Last week, the French government nationalised the STX France shipyard at Saint-Nazaire on the Atlantic coast to prevent a majority stake being taken by an Italian company.
The French government said it was seeking to defend France’s strategic interests by retaining a 50% stake.
The French finance minister will resume talks on the deal in Rome on Tuesday.
The shipyard is the only one in France big enough to build aircraft carriers, and it also builds other large warships and cruise ships. The world’s biggest cruise ship, Harmony of the Seas, was built there.
It was put up for sale after its biggest shareholder, the South Korean conglomerate STX, collapsed last year. The French government owned the remainder of the shares in the shipyard.
Italian shipbuilder Fincantieri and another Italian investor subsequently reached an agreement to buy a majority stake in the shipyard.
However, last week Finance Minister Bruno Le Maire announced that France had exercised a “pre-emption” right to buy back the stake from the Italians.
He said the reason was to protect France’s strategic interests in matters of naval construction.
France proposed a 50-50 ownership deal with Italian state-owned Fincantieri, but the company rejected the idea.
However, Mr Le Maire said the proposition, which would allow France’s strategic interests to be preserved, remained on the table.
He said he would travel to Rome on Tuesday to discuss it with Italian government ministers.

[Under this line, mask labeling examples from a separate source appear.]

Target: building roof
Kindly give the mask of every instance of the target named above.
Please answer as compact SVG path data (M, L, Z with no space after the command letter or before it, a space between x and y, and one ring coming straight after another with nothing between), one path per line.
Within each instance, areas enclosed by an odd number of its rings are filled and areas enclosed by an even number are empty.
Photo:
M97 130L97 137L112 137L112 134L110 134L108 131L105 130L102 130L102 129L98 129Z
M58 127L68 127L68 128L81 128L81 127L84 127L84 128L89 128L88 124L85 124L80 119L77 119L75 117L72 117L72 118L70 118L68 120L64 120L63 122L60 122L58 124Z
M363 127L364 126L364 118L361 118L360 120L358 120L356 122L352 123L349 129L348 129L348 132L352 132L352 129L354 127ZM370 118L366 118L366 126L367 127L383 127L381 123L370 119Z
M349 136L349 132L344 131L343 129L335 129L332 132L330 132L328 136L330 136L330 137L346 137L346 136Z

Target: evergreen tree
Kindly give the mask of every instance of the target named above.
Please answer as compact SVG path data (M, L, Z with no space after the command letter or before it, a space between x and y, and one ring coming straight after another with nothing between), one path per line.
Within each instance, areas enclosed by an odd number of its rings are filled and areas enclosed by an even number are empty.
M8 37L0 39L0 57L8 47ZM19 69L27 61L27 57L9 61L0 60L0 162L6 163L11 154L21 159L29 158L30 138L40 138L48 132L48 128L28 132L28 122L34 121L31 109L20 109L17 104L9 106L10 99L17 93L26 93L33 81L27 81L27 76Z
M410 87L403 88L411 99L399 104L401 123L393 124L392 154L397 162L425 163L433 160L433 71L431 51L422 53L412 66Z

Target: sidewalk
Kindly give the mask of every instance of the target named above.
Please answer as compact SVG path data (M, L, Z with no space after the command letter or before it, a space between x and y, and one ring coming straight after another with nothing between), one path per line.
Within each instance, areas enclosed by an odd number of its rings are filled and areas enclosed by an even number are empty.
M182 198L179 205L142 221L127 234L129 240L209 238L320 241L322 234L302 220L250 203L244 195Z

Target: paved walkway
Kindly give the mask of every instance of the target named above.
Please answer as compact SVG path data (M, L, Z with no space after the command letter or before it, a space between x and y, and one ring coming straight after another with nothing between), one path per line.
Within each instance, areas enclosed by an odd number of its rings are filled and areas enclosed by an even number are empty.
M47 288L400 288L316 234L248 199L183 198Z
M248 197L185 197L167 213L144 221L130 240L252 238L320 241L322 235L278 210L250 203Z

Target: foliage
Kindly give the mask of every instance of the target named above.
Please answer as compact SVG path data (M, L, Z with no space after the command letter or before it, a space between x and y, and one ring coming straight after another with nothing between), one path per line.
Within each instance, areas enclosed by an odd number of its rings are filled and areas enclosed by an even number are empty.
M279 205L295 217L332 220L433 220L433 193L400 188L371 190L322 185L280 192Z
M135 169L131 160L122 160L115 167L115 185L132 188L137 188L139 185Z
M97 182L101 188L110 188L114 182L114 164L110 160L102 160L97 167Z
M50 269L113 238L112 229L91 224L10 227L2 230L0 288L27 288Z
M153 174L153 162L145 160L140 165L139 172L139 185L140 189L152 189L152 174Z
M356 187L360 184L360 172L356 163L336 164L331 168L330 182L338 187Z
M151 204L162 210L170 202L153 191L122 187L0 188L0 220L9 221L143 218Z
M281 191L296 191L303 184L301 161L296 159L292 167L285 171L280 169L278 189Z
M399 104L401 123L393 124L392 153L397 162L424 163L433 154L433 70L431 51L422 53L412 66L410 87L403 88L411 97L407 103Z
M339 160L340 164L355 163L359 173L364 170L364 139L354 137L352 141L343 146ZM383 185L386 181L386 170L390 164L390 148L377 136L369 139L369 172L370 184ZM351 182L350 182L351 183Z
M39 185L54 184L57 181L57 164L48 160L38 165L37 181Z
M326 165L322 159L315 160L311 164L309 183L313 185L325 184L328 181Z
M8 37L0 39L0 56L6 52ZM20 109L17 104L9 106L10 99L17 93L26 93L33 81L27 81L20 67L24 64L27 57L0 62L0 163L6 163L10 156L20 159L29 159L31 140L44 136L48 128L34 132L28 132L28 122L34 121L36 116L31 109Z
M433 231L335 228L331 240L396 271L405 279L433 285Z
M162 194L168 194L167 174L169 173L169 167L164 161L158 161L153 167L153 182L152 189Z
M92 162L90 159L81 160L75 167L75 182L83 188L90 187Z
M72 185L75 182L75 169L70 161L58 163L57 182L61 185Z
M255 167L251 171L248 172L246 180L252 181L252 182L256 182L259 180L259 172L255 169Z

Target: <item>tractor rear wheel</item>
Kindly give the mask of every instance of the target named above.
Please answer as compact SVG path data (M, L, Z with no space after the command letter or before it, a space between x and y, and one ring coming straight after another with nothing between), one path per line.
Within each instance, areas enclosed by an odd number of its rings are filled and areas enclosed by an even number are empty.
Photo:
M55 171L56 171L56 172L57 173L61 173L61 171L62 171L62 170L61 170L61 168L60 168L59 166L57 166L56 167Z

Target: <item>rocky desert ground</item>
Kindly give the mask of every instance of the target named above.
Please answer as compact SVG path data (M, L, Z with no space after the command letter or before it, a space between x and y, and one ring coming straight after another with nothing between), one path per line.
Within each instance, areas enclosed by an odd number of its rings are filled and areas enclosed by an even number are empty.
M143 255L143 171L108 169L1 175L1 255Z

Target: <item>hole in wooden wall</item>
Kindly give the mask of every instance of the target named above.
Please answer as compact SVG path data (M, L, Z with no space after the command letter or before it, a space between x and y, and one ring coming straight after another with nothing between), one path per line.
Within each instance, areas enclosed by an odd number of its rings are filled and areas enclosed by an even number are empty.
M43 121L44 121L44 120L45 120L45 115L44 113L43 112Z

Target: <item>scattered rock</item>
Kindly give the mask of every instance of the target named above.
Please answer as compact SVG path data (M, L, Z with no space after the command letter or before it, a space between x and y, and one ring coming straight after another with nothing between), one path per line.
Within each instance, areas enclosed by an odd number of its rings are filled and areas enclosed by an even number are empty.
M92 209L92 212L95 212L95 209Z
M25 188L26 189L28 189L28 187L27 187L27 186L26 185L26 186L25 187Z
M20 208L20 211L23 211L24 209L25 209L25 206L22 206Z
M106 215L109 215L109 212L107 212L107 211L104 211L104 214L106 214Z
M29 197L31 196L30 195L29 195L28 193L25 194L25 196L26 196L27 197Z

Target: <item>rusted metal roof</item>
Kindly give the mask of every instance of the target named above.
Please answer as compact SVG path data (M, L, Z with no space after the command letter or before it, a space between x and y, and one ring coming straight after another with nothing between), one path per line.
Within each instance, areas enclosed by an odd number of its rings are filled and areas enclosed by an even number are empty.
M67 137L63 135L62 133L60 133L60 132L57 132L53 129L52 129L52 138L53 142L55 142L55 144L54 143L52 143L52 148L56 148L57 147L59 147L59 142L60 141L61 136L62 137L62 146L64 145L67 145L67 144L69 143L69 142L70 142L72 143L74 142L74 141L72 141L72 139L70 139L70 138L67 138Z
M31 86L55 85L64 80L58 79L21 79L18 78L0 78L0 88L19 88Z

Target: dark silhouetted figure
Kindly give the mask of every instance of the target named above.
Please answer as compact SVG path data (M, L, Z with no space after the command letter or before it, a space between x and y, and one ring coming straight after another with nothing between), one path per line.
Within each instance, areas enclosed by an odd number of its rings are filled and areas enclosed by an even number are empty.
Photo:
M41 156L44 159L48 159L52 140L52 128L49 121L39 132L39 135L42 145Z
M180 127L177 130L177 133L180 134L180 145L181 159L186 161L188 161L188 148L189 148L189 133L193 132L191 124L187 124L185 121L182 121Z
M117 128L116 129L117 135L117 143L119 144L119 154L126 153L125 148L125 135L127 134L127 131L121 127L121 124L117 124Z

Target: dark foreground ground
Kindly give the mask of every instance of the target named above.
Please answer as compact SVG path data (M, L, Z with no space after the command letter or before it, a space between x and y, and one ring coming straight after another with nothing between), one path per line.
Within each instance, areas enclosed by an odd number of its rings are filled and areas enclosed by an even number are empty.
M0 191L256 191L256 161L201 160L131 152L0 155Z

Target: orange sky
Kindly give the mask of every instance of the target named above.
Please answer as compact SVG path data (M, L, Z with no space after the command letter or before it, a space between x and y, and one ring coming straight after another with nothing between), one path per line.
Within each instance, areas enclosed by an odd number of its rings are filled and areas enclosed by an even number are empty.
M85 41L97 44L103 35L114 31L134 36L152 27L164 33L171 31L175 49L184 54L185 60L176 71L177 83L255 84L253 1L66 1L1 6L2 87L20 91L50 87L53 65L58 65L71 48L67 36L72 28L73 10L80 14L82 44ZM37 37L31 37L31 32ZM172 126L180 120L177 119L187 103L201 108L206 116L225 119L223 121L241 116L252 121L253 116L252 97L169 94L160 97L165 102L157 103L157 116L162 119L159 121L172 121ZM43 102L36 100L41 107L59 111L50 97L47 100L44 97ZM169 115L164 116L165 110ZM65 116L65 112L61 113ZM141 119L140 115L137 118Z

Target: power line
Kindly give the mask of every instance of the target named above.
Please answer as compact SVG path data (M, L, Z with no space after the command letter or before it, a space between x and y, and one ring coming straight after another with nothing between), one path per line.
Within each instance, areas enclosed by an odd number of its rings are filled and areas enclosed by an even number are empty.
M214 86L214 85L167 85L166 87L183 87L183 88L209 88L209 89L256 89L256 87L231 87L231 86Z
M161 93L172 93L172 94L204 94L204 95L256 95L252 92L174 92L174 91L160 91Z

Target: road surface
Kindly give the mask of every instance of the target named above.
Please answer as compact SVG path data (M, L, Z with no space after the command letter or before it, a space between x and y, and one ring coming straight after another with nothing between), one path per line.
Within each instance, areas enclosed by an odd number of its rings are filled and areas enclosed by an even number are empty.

In a statement, Mr Le Maire said the decision to nationalise the Saint-Nazaire shipyard was only temporary. However, the move gave France time to negotiate the “best conditions possible” for the participation of Fincantieri in the shipyard, he added.
Italy has hit back against the French decision to prevent Fincantieri taking a majority stake. In a joint statement, Economy Minister Pier Carlo Padoan and Industry Minister Carlo Calenda said: “Nationalism and protectionism are not an acceptable basis for establishing relations between two great European countries.
“To work on joint projects you need reciprocal trust and respect.”